La vie, c’est comme une dent / D’abord on y a pas pensé
On s’est contenté de mâcher / Et puis ça se gâte…
Soudain ça vous fait mal, et on y tient
Et on la soigne et les soucis
Et pour qu’on soit vraiment guéri
Il faut vous l’arracher, la vie…
10 Mars 1920 – 23 Juin 1959
Personnage solaire à l’esprit de bande, Boris Vian traverse la première moitié du XXe siècle en furie. Chaque rencontre entame un nouveau tournant dans la vie de l’artiste et enrichit son univers personnel. C’est un faiseur de mode, magnétisant les tendances afin de créer une époque. Directeur artistique, il amène Miles Davis à réaliser la musique du film « L’ascenseur pour l’échafaud » de Louis Malle, en 1957. Le jazz fait évidemment partie intégrante de la vie de Boris Vian. En tant que trompettiste ou critique, mais aussi dans ses livres. Dans L’écume des jours, le personnage de Chloé est inspiré par la partition du même nom du saxo-ténor Ben Webster. En 1959, visionnaire, Boris Vian prend la défense de Serge Gainsbourg taxé de « voir la vie en noir » est pour ainsi dire parrainé en ces termes…Va-t-on féliciter un aveugle d’être aveugle ? On le plaindra. Et va-t-on reprocher à Gainsbourg d’ouvrir les yeux ? Ce serait tout de même assez extraordinaire ! Oh je vois déjà un spécimen d’auditeur au cerveau enrobé de saindoux et au gros ventre plein d’optimisme protester que tout va bien et que cette jeunesse moderne a la haine de ce qui est beau. Ha ha ! dirai-je, compendieusement, à cet auditeur. Un gros ventre vous bouche la vue, ou des phrases toutes faites, ou un conformisme reposant.
Boris Vian tient de sa fantaisie ce style à la fois léger et percutant. A l’image du nénuphar, symbole poétique de la mort dans L’écume des jours, cette tendance à la dérision et à la désacralisation prend le contre-pied de la bienséance des années 1940-1950. Ainsi, celui qui chante J’suis snob , agrémente la Marche Turque de Mozart de « quelques cha cha cha », dans Mozart par une maxime qui pourrait être sa signature…« Faut bien vi-i-ivre ».
J’irai cracher sur vos tombes…
A l’été 1946, une rencontre, dans la file d’attente d’un cinéma des Champs-Élysées, entre l’éditeur Jean d’Halluin et le couple Vian, précipite un best-seller et un imbroglio judiciaire.
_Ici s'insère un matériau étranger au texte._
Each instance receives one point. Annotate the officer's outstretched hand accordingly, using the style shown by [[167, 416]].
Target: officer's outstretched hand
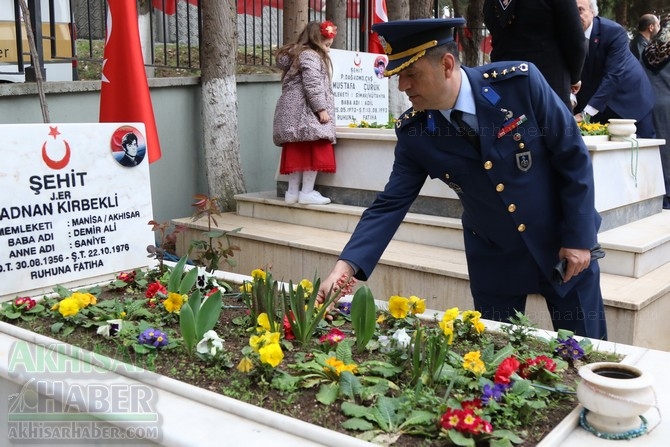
[[578, 260]]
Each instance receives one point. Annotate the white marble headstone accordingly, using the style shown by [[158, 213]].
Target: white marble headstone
[[72, 207]]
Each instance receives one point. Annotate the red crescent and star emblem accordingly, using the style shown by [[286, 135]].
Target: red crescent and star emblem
[[55, 164]]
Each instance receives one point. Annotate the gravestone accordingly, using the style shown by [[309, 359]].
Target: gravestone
[[75, 205]]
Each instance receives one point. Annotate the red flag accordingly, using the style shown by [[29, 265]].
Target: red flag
[[170, 6], [124, 95], [378, 15]]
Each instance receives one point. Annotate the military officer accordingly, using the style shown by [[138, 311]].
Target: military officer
[[501, 138]]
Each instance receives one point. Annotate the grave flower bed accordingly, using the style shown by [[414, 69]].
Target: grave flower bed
[[397, 374]]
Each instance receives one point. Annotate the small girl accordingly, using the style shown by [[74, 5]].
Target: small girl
[[304, 121]]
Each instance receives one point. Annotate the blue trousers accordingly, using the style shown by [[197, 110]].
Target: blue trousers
[[580, 311]]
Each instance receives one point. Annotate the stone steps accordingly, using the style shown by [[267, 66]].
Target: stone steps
[[426, 259], [632, 250]]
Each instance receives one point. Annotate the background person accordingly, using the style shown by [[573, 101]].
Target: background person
[[525, 180], [130, 157], [547, 33], [304, 120], [647, 27], [655, 59], [614, 84]]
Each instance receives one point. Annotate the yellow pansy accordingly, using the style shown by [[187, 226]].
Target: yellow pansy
[[472, 362], [450, 314], [245, 365], [271, 354], [338, 366], [307, 287], [270, 338], [174, 302], [258, 274], [69, 307], [448, 330], [398, 306], [256, 342], [471, 315], [84, 299], [417, 305], [263, 322]]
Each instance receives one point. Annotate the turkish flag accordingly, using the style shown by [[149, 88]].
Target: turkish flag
[[124, 95], [168, 7], [378, 15]]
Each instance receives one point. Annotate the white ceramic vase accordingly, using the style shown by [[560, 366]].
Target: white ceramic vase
[[615, 395], [621, 128]]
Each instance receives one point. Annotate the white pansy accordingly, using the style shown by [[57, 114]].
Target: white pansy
[[210, 343], [384, 344], [401, 338], [111, 329]]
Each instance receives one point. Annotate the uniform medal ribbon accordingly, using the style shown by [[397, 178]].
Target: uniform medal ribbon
[[511, 124]]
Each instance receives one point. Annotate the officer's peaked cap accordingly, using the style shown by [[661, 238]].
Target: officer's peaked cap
[[405, 41]]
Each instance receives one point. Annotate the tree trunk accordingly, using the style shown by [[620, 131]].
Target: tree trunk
[[470, 37], [398, 101], [336, 12], [219, 102], [421, 9], [295, 19], [144, 23]]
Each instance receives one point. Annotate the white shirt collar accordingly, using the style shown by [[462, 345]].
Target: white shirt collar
[[465, 101]]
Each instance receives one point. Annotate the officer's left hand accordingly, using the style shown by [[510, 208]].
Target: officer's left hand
[[578, 261]]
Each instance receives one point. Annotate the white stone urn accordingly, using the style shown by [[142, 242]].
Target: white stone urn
[[621, 128], [615, 395]]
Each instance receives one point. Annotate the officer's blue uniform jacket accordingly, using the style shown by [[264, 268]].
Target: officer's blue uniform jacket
[[527, 194]]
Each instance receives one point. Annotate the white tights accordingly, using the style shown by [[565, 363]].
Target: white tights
[[308, 179]]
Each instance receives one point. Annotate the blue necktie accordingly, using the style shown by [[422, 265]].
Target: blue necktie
[[464, 129]]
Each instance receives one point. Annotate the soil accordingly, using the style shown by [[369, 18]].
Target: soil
[[225, 379]]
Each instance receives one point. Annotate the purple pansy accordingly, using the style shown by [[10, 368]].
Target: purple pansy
[[494, 392], [153, 337], [569, 349]]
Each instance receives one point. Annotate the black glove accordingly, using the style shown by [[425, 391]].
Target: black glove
[[559, 271]]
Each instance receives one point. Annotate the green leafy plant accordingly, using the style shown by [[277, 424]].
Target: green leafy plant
[[261, 295], [363, 315], [211, 251], [301, 308], [196, 316], [167, 238]]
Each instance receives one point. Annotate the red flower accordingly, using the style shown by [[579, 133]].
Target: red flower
[[473, 404], [450, 419], [333, 337], [531, 367], [26, 302], [155, 288], [465, 421], [288, 331], [505, 370], [127, 277]]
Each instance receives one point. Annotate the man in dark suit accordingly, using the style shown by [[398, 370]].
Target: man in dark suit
[[547, 33], [614, 84], [524, 177]]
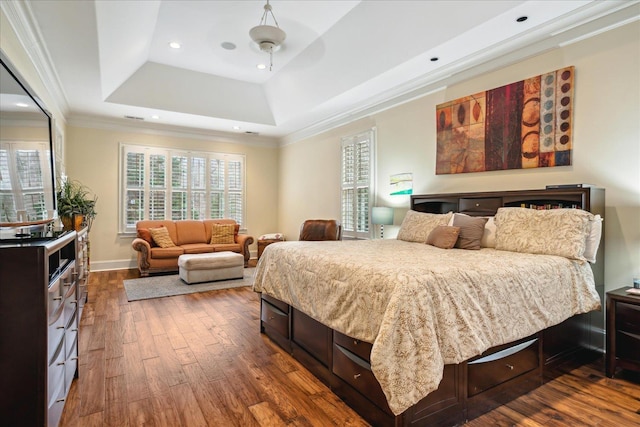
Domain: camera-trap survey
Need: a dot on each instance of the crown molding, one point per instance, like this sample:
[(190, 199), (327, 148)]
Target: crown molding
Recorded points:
[(122, 125), (20, 16)]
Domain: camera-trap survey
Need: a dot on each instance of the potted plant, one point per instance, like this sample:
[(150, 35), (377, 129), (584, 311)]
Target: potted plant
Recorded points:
[(76, 204)]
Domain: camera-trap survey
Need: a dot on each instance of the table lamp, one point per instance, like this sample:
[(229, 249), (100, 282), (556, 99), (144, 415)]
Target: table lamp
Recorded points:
[(381, 216)]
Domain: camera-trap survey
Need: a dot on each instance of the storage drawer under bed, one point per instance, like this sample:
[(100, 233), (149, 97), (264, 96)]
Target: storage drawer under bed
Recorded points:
[(503, 364)]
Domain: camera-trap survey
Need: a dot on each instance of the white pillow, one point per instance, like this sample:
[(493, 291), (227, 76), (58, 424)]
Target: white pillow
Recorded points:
[(489, 235), (417, 226), (561, 232), (593, 239)]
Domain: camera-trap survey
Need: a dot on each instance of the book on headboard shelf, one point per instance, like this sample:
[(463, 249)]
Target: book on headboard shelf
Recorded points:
[(557, 186)]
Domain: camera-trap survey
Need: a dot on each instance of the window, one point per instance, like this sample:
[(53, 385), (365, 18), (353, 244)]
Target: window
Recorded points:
[(357, 183), (23, 187), (164, 183)]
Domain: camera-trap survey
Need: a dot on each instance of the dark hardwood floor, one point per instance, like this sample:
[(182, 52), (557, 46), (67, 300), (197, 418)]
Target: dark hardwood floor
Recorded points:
[(200, 360)]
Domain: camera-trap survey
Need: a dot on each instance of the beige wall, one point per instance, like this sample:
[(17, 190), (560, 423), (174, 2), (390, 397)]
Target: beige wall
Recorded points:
[(92, 158), (606, 147)]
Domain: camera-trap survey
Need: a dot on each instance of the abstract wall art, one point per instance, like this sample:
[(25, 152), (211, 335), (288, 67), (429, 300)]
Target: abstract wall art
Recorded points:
[(527, 124)]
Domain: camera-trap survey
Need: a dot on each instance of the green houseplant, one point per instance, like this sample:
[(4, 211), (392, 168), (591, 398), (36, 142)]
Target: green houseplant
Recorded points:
[(76, 204)]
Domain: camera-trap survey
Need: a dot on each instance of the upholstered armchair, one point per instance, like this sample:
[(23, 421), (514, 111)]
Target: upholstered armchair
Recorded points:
[(321, 229)]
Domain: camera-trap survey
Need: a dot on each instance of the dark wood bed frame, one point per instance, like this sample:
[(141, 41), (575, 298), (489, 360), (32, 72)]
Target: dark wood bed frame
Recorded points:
[(468, 389)]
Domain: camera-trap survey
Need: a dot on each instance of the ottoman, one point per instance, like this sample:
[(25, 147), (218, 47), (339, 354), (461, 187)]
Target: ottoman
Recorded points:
[(198, 268)]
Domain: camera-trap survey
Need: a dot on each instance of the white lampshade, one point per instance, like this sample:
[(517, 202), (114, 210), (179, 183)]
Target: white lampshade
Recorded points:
[(382, 215)]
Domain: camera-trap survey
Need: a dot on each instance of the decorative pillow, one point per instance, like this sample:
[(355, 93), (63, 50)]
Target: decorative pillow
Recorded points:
[(222, 234), (489, 235), (561, 232), (161, 236), (145, 234), (416, 226), (272, 236), (443, 236), (593, 240), (471, 231)]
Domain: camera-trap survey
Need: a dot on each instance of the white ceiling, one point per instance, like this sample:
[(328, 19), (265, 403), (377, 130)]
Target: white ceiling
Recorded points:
[(340, 59)]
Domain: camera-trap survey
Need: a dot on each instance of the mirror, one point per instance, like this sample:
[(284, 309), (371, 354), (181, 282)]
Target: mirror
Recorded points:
[(27, 177)]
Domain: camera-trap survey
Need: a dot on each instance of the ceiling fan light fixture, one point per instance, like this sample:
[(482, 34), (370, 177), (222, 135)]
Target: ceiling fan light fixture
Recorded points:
[(268, 37)]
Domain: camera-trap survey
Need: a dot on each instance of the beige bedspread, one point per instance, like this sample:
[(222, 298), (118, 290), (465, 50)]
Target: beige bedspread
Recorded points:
[(424, 307)]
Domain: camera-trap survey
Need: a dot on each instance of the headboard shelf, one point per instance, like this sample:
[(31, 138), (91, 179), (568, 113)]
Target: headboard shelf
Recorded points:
[(486, 203)]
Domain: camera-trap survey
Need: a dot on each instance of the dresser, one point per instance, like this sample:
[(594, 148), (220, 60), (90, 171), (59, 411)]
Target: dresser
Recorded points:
[(623, 331), (39, 329)]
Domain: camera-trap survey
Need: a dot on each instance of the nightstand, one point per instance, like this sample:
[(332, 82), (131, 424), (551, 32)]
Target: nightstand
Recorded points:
[(264, 242), (623, 331)]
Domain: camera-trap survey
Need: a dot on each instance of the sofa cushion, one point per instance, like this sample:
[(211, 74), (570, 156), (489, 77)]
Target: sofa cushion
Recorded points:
[(227, 247), (163, 253), (222, 234), (190, 231), (155, 223), (197, 248), (209, 223)]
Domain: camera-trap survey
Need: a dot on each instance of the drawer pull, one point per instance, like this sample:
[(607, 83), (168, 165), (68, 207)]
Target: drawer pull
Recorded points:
[(503, 353)]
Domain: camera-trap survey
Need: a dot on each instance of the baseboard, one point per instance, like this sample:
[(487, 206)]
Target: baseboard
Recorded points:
[(120, 264)]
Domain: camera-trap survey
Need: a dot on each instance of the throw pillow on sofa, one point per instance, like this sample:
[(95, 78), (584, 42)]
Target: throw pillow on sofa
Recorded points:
[(161, 237), (222, 234), (145, 235)]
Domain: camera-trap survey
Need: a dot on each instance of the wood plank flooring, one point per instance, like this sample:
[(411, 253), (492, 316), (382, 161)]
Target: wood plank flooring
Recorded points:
[(199, 359)]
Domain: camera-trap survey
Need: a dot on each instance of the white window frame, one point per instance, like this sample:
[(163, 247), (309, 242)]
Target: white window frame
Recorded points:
[(365, 137), (169, 153), (19, 194)]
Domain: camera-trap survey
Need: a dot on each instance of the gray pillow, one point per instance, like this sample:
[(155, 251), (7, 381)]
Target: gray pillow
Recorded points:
[(471, 231)]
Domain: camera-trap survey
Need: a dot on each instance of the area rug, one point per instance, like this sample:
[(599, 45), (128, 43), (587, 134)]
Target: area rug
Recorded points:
[(169, 285)]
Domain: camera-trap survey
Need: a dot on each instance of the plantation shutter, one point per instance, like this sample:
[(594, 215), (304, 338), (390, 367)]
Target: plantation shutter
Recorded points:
[(357, 184), (161, 183)]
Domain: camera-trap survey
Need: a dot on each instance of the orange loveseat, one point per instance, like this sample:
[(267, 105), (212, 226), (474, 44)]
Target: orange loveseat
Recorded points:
[(189, 236)]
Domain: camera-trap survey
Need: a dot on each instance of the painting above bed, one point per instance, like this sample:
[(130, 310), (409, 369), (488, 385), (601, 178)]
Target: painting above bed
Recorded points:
[(527, 124)]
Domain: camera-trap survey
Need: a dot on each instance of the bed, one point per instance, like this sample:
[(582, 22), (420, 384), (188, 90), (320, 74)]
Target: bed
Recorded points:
[(409, 333)]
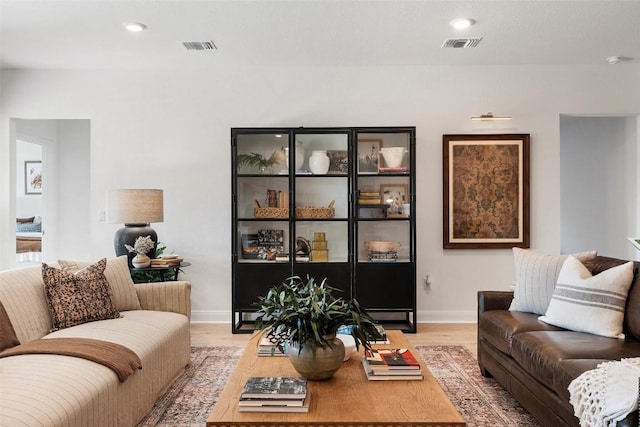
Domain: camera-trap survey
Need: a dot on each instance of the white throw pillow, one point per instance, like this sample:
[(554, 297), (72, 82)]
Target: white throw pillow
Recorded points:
[(536, 277), (592, 304)]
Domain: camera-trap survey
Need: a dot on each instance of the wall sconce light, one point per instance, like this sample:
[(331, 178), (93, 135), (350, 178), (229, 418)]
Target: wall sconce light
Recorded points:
[(136, 209), (490, 117)]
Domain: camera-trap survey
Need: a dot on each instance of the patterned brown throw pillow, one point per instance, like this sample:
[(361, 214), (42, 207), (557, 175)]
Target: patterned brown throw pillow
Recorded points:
[(78, 298)]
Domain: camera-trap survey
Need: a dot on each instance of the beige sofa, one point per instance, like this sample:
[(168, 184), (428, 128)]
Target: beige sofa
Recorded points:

Le directeur des éditions Le Scorpion est à la recherche d’un succès à promouvoir. Alors que la Série noire révèle peu à peu les thrillers américains au public français, Jean demande à Boris s’il ne connaît pas un auteur à traduire. Sur quoi l’écrivain imagine, sur un air de défi, de fabriquer un best-seller de toute pièce. En vacances à Saint-Jean-de-Monts, en Vendée, avec son épouse Michelle et leur fils Patrick, il écrit un livre en quinze jours, du 5 au 20 août. Le récit est truffé d’américanismes. Le canular doit faire croire au public que l’auteur est issu de la mode outre-Atlantique. Boris Vian écrit sous le pseudonyme de Vernon Sullivan et n’est officiellement que le traducteur de cet écrivain américain imaginaire. En novembre 1946, « J’irai cracher sur vos tombes » se révèle timidement au public, mais comme souvent, c’est la polémique qui porte l’ouvrage au plus haut des ventes. Une plainte est déposée contre Vernon Sullivan en 1947 pour incitation à la débauche des adolescents. La presse découvre que Boris Vian et Vernon Sullivan ne font qu’un. Très vite ennuyé par ce procès d’intention, et reconnaît l’affaire devant un juge d’instruction. Une série de procès débute, entre amnisties et nouvelles plaintes. En 1953, la condamnation à quinze jours de prison tombe, puis est aussitôt amnistiée, mais le scandale est immense alimenté par deux nouvelles sorties littéraires sous le nom de Sullivan (Les morts ont tous la même peau, et On tuera tous les affreux). La parution de « L’écume des jours », dans le même temps, en mars 1947, se chiffre dérisoirement à une centaine d’exemplaires…Ses mésaventures avec son livre se poursuivent, puisqu’il exprime son désaccord profond lors de l’adaptation de l’œuvre au cinéma.
Malheureuse ironie du sort, Boris Vian succombe à une crise cardiaque qui le surprend dès les premiers instants de l’avant-première au cinéma Marbeuf, le 23 juin 1959. Boris Vian, qui chantait le « Cinématographe » laisse le rideau tomber et déserte trop vite, à 39 ans, son Saint-Germain des Prés et la rive gauche.